I haven’t played with Raspberry Pi quite enough. I’ll do a write up on my garage door opener project at another time. But a really promising place for the Pi in my opinion is the role of a traveling router/access point. I don’t find the process of connecting to the WiFi in a hotel room particularly hard. It’s connecting back into my own network to access my my services that is difficult. The methods that I have at my disposal are:
- IPSec VPN
- SSH/SCP to selected service
- Direct access where things are configured for it
Running OpenBSD on a Raspberry Pi gives me a solid place to put an IPSec connection for the whole hotel room network. Getting there involves installing OpenBSD on the Pi in the first place
Ingredients:
- A Raspberry Pi 3B or 3B+ each model has plusses and minusses
- An OpenBSD Raspberry pi snapshot release available at this url.

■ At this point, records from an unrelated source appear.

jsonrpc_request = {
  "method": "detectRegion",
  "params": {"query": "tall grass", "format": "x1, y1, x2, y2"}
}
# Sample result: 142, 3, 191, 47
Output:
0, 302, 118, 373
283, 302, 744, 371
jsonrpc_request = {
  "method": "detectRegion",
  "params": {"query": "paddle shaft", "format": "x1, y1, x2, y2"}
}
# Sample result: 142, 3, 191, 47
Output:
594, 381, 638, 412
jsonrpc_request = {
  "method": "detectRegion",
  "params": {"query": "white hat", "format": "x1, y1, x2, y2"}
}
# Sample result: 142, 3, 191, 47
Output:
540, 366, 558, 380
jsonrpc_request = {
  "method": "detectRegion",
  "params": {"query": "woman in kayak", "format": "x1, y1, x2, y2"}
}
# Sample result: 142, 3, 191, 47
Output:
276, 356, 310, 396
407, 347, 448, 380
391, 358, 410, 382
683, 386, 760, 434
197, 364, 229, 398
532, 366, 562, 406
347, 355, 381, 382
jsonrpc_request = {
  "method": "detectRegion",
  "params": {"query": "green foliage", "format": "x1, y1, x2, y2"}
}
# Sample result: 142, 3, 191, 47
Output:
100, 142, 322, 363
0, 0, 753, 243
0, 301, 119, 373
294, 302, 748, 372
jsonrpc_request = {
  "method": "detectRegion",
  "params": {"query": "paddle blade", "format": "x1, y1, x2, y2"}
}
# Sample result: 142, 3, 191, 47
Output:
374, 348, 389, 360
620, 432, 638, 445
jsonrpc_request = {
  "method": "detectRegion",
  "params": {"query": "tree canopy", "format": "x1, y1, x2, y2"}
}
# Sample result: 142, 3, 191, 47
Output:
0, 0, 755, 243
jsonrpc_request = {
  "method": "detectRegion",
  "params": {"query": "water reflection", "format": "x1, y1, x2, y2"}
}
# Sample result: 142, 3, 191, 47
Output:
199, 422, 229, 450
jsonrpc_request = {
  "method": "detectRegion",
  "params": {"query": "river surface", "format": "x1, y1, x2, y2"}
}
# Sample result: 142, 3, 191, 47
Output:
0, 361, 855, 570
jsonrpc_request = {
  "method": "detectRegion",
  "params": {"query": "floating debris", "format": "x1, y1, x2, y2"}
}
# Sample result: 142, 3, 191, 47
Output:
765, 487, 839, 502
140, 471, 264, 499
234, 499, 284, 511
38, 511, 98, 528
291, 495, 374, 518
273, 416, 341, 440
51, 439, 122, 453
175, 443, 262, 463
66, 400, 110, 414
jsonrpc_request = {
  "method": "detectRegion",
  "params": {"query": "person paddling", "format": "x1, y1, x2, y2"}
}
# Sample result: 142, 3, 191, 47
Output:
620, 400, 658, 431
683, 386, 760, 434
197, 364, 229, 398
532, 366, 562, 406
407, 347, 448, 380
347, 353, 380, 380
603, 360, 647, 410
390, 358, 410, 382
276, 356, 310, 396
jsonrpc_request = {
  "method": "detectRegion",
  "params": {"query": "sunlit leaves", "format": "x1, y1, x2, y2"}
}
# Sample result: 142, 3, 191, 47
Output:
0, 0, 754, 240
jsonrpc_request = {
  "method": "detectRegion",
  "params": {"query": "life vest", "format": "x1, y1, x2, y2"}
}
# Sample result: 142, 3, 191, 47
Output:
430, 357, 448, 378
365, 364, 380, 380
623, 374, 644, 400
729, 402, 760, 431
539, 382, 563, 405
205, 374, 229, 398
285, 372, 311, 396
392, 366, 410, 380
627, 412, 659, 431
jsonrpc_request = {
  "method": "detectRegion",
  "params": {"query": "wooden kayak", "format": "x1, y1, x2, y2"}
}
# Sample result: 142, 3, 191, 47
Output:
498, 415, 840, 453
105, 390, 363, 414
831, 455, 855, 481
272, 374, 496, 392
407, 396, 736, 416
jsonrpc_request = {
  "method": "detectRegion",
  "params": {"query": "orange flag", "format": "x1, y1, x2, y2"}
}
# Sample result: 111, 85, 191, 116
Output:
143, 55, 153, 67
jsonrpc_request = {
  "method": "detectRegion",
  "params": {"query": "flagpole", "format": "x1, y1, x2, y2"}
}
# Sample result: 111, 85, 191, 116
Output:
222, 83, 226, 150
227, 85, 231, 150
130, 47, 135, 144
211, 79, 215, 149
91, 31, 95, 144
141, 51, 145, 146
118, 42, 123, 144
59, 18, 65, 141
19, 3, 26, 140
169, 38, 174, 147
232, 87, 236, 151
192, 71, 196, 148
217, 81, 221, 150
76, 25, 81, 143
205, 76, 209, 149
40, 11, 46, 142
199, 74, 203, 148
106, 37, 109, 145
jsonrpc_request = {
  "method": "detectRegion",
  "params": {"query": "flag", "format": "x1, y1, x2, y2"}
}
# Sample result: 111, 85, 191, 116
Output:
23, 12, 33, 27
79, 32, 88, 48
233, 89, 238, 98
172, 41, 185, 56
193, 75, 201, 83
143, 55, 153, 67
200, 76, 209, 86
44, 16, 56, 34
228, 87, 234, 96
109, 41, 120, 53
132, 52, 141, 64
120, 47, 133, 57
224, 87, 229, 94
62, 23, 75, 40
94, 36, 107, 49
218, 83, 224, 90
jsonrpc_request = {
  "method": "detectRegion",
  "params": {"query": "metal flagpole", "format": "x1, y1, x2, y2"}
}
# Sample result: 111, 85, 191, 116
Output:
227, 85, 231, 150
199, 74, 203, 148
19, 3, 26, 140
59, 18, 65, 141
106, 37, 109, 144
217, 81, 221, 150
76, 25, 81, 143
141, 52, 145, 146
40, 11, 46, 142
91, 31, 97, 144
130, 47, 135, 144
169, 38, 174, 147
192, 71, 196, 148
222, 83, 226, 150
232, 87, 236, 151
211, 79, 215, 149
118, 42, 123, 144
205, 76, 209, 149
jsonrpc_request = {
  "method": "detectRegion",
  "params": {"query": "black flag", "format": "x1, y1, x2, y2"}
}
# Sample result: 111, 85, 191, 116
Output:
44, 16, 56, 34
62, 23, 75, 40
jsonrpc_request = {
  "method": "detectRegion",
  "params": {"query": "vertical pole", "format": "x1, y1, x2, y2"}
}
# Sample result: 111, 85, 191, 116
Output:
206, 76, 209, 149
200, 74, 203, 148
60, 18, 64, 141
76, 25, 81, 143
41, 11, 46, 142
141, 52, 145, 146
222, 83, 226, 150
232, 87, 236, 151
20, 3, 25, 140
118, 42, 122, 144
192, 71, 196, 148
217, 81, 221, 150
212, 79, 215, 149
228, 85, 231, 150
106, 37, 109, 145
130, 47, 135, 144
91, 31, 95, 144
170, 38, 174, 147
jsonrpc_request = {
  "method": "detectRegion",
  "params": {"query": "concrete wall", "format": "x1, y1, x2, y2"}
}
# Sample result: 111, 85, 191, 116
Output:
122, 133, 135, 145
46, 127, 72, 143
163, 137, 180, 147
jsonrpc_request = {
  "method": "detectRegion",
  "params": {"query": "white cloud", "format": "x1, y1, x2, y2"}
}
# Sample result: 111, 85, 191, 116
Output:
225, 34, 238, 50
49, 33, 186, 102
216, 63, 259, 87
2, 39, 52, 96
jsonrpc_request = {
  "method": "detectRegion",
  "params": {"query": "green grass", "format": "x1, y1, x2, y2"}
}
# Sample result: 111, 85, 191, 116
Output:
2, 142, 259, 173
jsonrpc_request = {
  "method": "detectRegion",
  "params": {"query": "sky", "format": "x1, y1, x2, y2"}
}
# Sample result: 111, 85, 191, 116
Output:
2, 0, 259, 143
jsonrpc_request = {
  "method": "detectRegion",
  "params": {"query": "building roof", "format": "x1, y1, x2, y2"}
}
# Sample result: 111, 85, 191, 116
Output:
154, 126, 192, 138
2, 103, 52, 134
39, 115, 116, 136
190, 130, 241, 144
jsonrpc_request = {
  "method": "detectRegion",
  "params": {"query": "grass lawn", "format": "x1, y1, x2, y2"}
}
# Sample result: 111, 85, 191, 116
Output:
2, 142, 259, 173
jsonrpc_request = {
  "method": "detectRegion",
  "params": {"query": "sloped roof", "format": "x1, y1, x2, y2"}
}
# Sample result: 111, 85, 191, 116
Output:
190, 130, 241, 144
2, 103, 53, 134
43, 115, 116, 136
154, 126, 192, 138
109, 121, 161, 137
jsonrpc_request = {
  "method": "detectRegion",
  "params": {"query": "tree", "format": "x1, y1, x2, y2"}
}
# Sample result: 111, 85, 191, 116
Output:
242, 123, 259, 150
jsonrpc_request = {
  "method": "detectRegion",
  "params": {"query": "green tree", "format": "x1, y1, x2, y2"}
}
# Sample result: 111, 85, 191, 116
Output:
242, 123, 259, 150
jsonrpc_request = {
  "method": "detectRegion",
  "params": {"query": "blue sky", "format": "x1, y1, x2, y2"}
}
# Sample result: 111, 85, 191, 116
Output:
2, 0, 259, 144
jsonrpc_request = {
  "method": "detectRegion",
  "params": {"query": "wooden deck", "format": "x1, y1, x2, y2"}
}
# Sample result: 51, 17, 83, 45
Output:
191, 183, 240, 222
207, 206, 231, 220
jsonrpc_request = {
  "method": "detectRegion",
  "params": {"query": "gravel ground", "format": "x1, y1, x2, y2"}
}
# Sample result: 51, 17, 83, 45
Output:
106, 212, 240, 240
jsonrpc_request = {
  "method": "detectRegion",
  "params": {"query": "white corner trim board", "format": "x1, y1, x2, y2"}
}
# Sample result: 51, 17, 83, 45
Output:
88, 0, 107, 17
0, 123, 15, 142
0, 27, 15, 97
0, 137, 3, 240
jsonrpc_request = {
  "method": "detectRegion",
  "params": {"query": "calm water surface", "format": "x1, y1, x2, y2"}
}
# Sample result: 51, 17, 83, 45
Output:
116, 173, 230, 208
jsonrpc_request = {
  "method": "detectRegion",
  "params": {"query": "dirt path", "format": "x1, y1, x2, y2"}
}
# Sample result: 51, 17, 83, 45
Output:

- OpenBSD does not support the Pi video yet. The install console is serial. You need an Arduino/Raspberry Pi serial cable. The link points to a 4pin style. It connects as follows:
- Black <-> Pi GND
- White <-> Pi TX0
- Green <-> Pi RX0
- A fast USB stick. OpenBSD can’t run from MicroSD card yet. This one works.
- A WiFi adapter that you can live with this is going to be a compromise because WiFi has somewhat left the BSDs behind. These two CanaKit Wifi, and TP-Link WiFi, work.
As I write this, I’m running through the procedure again. Once installed, you will run OpenBSD from the USB stick. That requires no change on the Raspberry Pi 3 B+. but on the 3 B, you have to modify the U-Boot configuration to support usb boot. Instructions are all over the net on how to make this change in the forward direction. I haven’t seen any links that specifically document how to revert it back to the defaults.
Which Pi 3B or 3B+?
The Raspberry Pi 3B+ is a bit faster than then 3B but the ethernet isn’t supported due to an issue with USB.